Sedangkan Islam berarti berserah diri, dalam hal ini menyerahkan secara total segala ketentuan hidup kepada Allah dan rasul-Nya. Orang yang sudah menyatakan berserah diri kepada Allah disebut muslim, yang secara bahasa bermakna orang yang berserah diri.

Menurut janji Allah dan rasul-Nya, siapapun yang berserah diri kepada Allah dan rasul-Nya dalam arti masuk Islam, orang itu dipastikan memperoleh keselamatan termasuk di akhirat. Ujungnya, orang itu dipastikan bakal mendapat kesejahateraan dan tidak akan mendapati kekurangan sedikitpun.

Terkait dengan Iman dan Islam, sering terlontar pertanyaan, mana yang harus didahulukan, Iman dulu atau Islam dulu? Pertanyaan ini muncul terutama di kalangan orang-orang yang gemar berdiskusi, orang-orang yang masih dalam proses mencari kebenaran termasuk non muslim.

Sementara orang berkeyakinan, bahwa sebelum memutuskan untuk pindah keyakinan untuk menjadi seorang muslim, harus terlebih dahulu yakin dengan agama dan ajaran Islam. Jika sudah yakin betul terhadap kebenaran Islam, maka selanjutnya adalah bersyadahat, berikrar menjadi seorang muslim, menjadi bagian dari umat Islam.

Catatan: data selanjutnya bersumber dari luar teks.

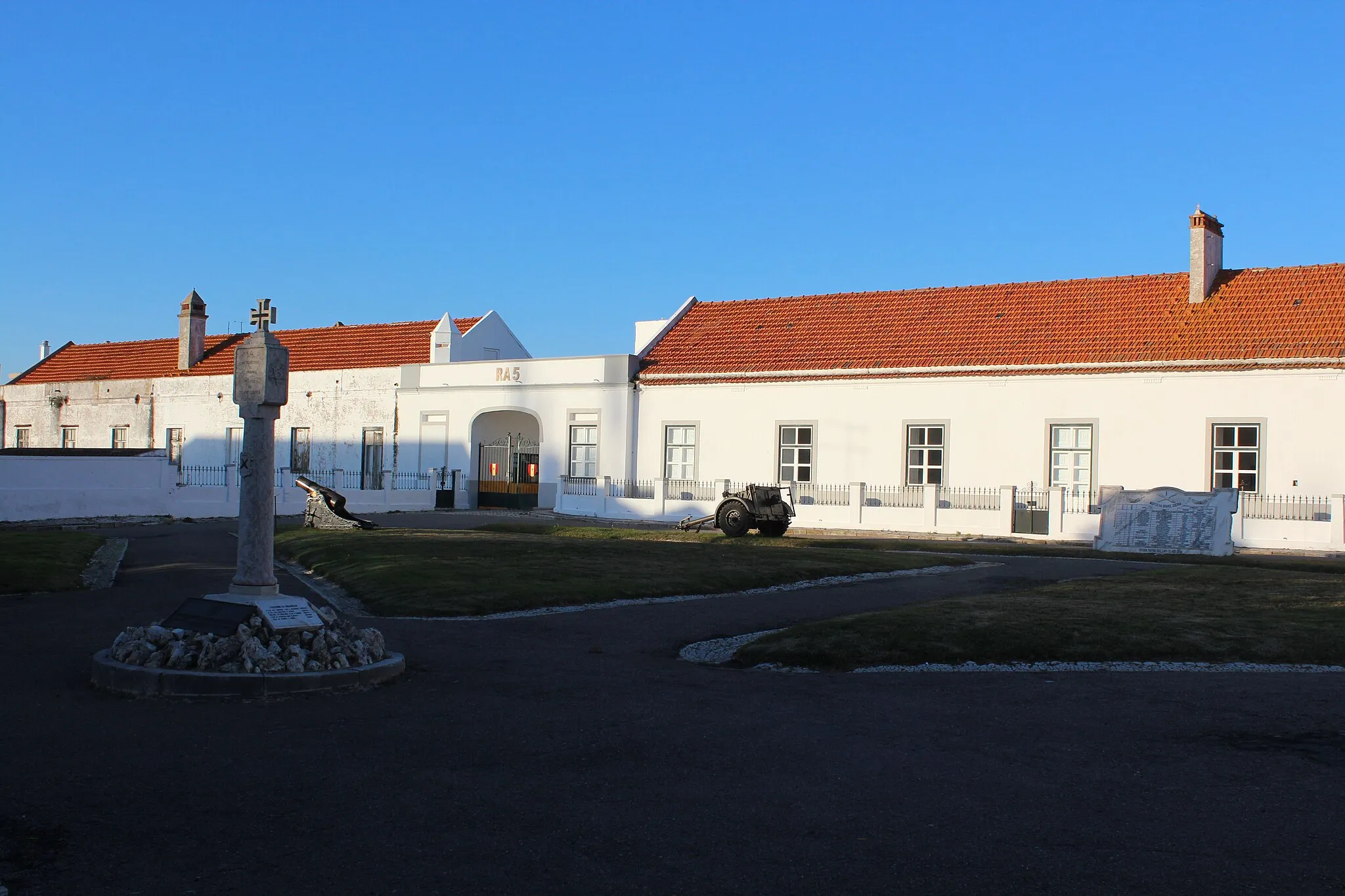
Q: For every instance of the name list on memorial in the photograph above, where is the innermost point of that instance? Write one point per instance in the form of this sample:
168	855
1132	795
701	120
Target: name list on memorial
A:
1168	522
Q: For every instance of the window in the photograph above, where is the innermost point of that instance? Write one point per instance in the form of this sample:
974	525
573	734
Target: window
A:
233	445
299	449
174	441
372	458
795	453
680	452
925	456
583	452
1071	458
1237	457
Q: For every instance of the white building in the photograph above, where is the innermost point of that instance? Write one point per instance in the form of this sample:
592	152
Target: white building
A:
933	409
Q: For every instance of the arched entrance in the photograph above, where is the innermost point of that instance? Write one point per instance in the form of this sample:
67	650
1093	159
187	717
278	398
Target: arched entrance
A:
508	463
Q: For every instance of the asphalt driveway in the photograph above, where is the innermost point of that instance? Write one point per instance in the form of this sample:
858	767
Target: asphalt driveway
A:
575	754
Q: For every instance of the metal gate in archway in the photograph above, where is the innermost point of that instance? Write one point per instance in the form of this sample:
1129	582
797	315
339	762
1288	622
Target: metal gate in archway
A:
508	473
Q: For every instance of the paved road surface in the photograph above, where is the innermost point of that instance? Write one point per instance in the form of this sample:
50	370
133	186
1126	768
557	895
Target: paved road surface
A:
575	754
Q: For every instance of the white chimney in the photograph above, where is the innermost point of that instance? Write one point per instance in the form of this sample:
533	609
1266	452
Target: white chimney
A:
1207	254
191	331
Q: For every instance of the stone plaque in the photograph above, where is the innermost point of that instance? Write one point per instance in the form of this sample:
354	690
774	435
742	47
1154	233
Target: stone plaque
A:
261	371
215	617
288	614
1168	522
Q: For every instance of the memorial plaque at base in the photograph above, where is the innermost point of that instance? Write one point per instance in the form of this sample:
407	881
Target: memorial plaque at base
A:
215	617
1168	521
288	614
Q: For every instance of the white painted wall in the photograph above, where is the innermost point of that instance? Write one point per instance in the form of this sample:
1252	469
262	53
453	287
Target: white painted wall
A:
1149	430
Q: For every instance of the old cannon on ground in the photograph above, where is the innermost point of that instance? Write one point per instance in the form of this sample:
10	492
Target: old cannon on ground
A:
326	508
758	507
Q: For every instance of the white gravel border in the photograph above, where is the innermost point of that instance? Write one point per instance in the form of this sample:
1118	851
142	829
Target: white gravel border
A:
720	651
101	570
1107	667
332	594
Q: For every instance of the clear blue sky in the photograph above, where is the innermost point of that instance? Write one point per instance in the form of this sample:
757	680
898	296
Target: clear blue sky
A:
581	167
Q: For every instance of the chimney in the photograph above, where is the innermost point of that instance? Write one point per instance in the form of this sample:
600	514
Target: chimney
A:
1207	254
191	331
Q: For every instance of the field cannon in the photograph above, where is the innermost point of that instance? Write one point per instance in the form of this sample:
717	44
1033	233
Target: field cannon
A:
758	507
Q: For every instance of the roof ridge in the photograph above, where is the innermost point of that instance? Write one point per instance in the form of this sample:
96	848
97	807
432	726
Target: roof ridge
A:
1024	282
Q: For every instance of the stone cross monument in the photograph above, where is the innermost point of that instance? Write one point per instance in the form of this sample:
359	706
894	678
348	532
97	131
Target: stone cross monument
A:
261	389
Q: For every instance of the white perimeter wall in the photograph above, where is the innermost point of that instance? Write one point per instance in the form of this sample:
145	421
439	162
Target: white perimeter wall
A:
1147	430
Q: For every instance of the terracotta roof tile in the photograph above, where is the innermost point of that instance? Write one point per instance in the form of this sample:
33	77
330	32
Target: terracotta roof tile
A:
310	350
1252	313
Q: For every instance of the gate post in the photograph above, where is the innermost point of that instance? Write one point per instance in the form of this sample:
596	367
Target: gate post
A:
1056	507
931	507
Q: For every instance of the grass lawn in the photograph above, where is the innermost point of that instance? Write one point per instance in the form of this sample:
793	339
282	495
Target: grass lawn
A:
45	561
1202	614
500	568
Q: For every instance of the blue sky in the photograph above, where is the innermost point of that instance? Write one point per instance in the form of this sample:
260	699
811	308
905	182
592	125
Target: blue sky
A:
581	167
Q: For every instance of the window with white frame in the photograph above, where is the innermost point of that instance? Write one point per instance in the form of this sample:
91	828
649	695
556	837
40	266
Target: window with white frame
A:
680	452
797	453
583	452
174	442
300	449
1071	457
925	454
1237	463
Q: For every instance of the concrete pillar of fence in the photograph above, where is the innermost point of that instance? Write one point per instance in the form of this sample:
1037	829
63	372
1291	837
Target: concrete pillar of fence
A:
1056	511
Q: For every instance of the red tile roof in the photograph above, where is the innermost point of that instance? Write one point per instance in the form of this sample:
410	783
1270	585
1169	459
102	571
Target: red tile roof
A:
1091	324
322	349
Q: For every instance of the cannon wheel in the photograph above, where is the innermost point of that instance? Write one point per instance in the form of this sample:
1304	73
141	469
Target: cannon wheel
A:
734	517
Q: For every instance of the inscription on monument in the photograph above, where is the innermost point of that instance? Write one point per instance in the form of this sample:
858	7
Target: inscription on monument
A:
1168	522
288	614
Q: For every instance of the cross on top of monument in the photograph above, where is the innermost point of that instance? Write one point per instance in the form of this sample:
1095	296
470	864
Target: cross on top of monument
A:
264	314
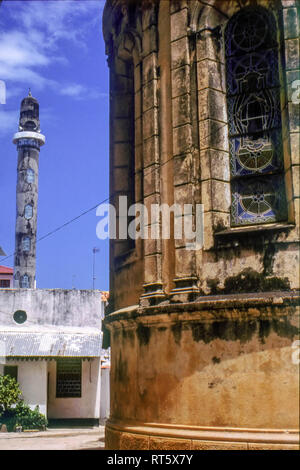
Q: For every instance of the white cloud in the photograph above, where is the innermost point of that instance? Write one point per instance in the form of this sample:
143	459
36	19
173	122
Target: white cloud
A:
8	121
81	92
27	51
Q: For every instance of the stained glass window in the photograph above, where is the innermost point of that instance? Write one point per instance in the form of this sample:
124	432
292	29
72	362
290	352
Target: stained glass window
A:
254	118
28	211
30	175
26	243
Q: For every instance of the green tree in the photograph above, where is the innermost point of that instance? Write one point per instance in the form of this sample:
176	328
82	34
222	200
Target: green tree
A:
10	393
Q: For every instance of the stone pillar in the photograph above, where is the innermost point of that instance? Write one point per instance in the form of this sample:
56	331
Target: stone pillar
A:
153	286
290	105
183	149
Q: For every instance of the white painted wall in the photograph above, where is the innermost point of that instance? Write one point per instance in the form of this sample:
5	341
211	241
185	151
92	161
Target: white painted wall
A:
32	377
7	277
88	406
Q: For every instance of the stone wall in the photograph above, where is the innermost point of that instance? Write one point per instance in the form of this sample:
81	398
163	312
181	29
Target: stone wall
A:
202	340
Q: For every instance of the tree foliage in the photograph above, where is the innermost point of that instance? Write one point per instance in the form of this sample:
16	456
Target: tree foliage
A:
10	393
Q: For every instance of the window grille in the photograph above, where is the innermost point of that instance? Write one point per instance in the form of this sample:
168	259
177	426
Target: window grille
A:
68	378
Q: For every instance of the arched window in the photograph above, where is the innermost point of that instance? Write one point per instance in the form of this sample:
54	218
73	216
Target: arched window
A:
28	211
254	118
30	176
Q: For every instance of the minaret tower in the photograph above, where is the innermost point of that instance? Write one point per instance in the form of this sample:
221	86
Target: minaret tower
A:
28	140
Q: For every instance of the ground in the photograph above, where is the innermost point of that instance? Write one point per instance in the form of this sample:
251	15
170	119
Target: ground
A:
55	439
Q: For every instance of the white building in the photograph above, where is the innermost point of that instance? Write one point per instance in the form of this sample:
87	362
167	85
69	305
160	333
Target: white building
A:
50	340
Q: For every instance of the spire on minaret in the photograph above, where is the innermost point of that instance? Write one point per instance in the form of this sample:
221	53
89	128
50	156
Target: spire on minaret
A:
28	141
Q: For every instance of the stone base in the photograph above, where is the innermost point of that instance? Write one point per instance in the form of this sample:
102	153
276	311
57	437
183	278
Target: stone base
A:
171	437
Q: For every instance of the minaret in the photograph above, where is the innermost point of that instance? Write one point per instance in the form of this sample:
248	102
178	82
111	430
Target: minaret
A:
28	140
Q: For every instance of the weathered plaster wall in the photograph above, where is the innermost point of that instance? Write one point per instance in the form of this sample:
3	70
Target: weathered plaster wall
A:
88	406
178	370
57	307
105	398
32	377
217	365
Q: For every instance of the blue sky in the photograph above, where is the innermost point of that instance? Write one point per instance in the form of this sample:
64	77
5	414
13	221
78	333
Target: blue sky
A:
56	48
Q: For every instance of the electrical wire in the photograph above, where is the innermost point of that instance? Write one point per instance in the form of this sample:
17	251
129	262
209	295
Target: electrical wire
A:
60	227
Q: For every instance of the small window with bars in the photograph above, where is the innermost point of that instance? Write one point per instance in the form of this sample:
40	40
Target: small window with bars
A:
12	371
68	378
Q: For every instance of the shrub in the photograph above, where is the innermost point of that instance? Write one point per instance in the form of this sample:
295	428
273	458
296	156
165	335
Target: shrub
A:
13	411
28	418
10	393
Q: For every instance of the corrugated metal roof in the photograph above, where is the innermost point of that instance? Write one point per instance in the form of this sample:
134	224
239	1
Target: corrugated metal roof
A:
25	344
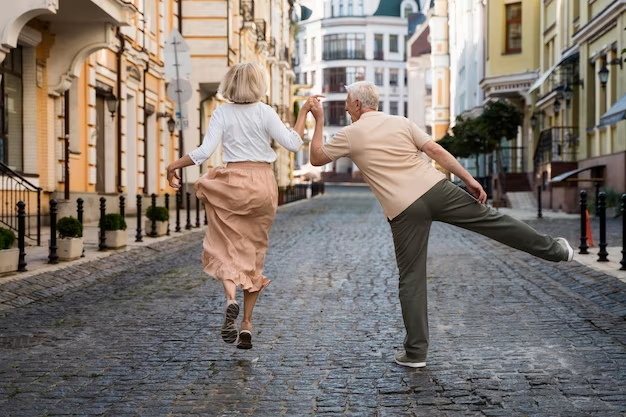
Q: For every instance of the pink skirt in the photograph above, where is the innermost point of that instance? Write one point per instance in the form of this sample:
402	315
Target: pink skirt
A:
240	201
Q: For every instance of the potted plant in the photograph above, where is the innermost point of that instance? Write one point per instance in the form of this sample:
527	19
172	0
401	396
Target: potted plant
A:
115	231
160	215
70	242
9	256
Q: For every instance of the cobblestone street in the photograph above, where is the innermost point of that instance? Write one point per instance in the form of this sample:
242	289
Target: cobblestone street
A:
511	335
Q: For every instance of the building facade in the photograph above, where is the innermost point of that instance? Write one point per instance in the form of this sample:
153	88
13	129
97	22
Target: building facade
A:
339	42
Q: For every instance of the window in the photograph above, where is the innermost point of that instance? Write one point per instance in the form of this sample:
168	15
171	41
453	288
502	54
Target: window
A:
336	78
378	47
393	108
11	109
513	28
393	77
393	43
335	113
344	46
378	76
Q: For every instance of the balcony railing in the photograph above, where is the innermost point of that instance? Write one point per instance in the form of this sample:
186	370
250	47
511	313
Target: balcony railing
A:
261	30
247	10
556	144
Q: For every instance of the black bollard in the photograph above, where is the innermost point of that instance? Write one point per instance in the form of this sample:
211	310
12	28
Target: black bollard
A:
602	255
53	258
188	225
179	201
21	232
167	207
138	237
539	215
623	209
153	221
103	211
122	206
197	212
583	223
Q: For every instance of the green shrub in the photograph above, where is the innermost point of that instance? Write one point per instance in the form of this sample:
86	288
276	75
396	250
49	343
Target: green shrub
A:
69	227
157	213
7	238
114	221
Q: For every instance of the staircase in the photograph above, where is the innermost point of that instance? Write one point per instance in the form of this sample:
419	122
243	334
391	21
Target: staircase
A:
13	189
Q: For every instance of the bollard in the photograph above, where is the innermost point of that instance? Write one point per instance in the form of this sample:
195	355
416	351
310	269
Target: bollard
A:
122	206
167	207
79	216
583	223
197	212
539	215
138	237
53	258
153	221
103	238
179	201
21	232
602	254
623	209
188	225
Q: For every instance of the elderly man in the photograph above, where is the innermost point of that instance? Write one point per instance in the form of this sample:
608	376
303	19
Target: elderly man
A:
388	151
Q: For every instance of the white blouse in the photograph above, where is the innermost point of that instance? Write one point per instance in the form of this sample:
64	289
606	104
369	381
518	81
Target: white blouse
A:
245	131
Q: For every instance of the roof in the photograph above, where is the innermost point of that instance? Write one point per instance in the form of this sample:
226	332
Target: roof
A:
389	8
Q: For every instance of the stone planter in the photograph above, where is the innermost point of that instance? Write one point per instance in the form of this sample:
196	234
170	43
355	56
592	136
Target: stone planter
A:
9	260
116	239
161	228
69	248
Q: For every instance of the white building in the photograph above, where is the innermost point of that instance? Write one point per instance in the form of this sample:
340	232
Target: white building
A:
343	41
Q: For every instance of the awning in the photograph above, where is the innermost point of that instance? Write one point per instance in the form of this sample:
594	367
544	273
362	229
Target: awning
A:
567	56
615	114
565	176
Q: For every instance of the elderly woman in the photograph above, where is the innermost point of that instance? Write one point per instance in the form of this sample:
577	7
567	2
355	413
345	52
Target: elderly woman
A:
241	198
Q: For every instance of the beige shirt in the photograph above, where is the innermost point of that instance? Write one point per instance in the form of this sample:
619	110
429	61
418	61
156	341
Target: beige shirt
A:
387	150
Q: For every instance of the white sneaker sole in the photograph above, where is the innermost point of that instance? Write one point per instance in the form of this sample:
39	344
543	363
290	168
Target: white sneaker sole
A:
411	364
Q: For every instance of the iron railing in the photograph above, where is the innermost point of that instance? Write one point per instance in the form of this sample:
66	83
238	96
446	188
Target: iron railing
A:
13	189
556	144
261	30
247	10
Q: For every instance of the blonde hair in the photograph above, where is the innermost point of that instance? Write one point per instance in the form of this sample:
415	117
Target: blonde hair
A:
244	83
365	92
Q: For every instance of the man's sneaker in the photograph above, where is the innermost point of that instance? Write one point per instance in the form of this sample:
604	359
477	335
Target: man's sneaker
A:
404	360
565	244
229	328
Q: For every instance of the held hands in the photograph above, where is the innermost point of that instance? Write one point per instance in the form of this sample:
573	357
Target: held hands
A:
476	190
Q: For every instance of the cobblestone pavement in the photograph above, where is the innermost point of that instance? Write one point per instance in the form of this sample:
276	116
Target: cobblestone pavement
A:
510	335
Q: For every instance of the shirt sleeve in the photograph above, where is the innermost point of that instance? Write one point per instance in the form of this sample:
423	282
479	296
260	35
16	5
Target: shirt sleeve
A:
288	138
211	139
338	146
420	138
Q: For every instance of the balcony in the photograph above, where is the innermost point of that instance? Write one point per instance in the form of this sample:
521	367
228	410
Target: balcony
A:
247	10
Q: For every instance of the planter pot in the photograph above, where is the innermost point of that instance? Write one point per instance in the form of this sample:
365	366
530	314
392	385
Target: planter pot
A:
9	260
161	228
116	239
69	248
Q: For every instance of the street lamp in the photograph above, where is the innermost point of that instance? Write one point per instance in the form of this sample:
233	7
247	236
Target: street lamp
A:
112	103
604	75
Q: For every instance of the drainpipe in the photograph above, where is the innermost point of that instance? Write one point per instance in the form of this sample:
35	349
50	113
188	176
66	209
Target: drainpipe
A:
119	54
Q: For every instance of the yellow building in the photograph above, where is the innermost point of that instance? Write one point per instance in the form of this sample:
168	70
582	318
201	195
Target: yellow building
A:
512	61
580	101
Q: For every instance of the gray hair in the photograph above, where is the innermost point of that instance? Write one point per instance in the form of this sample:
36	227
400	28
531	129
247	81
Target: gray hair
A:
365	92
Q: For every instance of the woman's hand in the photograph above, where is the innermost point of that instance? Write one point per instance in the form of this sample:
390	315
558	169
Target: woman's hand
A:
171	175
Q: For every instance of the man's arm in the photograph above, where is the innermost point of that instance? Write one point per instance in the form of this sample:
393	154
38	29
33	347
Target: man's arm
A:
449	162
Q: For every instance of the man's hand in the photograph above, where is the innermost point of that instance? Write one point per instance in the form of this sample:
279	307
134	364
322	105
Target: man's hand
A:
476	190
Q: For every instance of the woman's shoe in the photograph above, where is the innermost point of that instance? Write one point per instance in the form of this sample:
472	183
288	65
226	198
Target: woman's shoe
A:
229	328
245	340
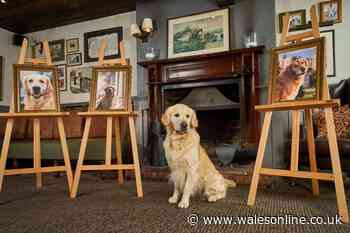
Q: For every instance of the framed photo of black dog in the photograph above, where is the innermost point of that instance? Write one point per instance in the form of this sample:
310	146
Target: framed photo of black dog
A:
111	88
297	71
36	88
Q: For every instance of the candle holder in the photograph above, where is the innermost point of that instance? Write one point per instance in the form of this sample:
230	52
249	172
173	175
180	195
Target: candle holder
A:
144	31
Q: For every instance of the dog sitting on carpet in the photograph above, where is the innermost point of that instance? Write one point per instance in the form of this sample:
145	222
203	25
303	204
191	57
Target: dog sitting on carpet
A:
192	172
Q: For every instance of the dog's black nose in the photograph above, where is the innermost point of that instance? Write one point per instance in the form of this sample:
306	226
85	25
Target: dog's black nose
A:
36	90
183	125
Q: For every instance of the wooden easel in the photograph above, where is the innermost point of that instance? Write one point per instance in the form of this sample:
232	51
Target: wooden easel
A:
110	116
296	108
12	115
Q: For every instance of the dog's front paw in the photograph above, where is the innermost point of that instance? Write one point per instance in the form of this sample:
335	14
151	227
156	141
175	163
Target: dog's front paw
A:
173	199
184	204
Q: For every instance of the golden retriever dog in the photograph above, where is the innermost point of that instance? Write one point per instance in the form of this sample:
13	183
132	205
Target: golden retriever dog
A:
192	172
38	92
290	79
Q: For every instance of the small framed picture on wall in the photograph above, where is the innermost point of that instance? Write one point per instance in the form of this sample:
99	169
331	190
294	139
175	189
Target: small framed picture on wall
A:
57	50
74	59
72	45
297	20
331	12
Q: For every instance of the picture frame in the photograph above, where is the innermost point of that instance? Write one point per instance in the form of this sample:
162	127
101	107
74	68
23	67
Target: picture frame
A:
197	34
72	45
331	12
297	71
57	50
79	79
111	88
330	52
1	76
296	23
36	88
74	59
62	77
92	43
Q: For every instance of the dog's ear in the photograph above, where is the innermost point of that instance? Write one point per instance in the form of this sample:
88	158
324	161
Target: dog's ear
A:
166	117
49	87
194	121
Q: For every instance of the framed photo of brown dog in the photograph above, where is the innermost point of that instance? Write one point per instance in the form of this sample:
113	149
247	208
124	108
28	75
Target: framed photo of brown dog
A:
111	88
297	71
36	88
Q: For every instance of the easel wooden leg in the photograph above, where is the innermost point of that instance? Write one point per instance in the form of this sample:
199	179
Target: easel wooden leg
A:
81	158
37	152
118	149
311	148
5	149
109	140
135	155
259	158
338	178
295	140
65	152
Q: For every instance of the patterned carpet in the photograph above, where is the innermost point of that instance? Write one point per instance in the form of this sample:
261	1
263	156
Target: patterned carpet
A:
105	206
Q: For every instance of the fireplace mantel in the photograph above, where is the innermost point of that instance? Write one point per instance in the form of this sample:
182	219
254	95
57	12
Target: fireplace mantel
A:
239	65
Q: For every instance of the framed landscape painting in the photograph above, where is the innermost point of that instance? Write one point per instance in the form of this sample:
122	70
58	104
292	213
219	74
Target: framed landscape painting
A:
297	71
93	40
198	34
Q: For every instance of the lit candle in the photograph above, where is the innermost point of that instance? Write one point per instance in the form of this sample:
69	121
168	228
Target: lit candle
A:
134	29
147	25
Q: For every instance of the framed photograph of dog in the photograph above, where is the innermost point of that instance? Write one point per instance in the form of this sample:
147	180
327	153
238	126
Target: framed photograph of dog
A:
297	71
36	88
111	88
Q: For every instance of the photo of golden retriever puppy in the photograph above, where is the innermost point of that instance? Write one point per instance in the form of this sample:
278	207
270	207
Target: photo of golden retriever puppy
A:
192	172
110	90
296	75
36	91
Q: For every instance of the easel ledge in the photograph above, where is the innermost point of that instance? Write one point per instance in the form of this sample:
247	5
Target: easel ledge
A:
33	114
286	106
106	113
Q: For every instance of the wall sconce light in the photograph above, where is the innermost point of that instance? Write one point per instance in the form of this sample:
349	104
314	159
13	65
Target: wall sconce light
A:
144	31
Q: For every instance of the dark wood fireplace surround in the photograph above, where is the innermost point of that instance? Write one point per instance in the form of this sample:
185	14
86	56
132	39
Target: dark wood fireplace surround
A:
241	66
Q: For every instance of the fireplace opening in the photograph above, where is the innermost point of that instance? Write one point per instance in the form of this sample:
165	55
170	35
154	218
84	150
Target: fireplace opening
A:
219	112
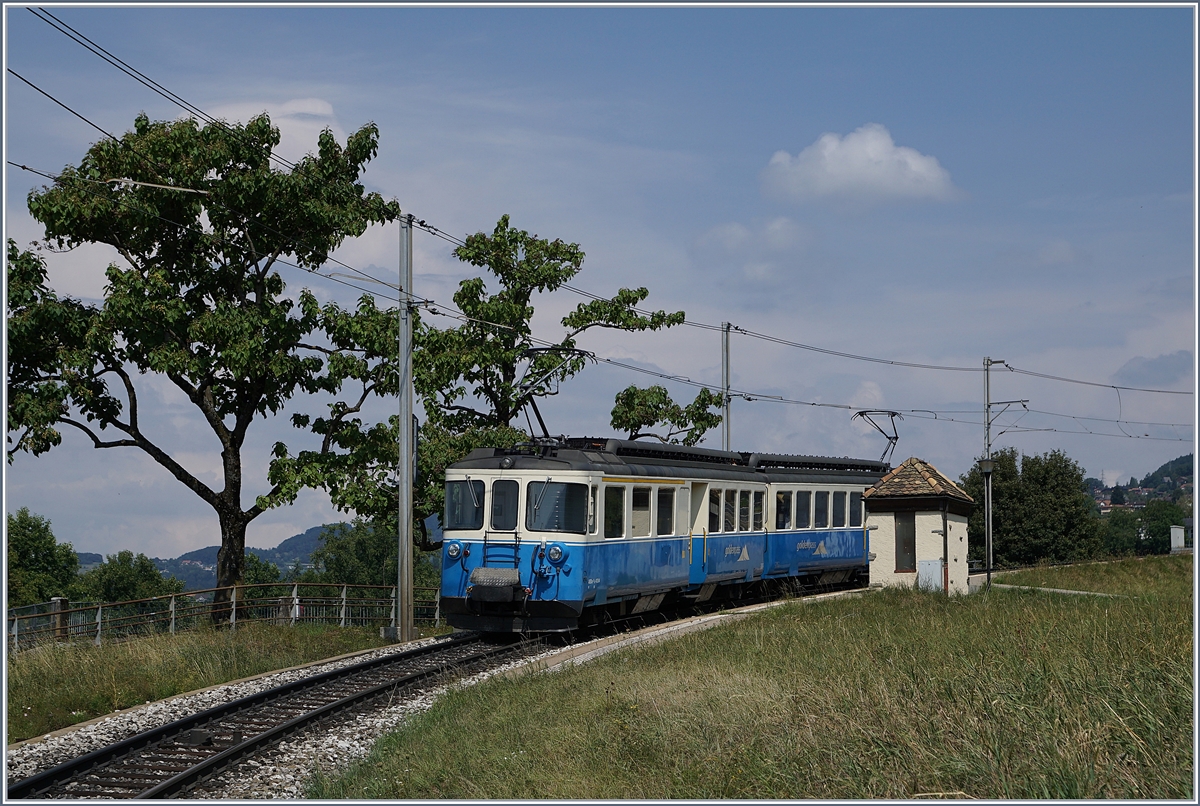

Keyakinan tersebut pernah muncul pada masa Nabi SAW di kalangan orang-orang Arab. Allah SWT mengabadikan diskusi masalah itu dalam Qur’an surah Al-Hujurat ayat 14 yang artinya sebagai berikut;

Orang-orang Arab Badu itu berkata: Kami telah beriman.” Katakanlah: kamu belum beriman, tapi katakanlah: Kami telah menjadi muslim. Karena iman itu belum masuk ke dalam hatimu. Dan jika kamu taat kepada Allah dan rasul-Nya, Dia tidak akan mengurangi sedikitpun pahala amalanmu.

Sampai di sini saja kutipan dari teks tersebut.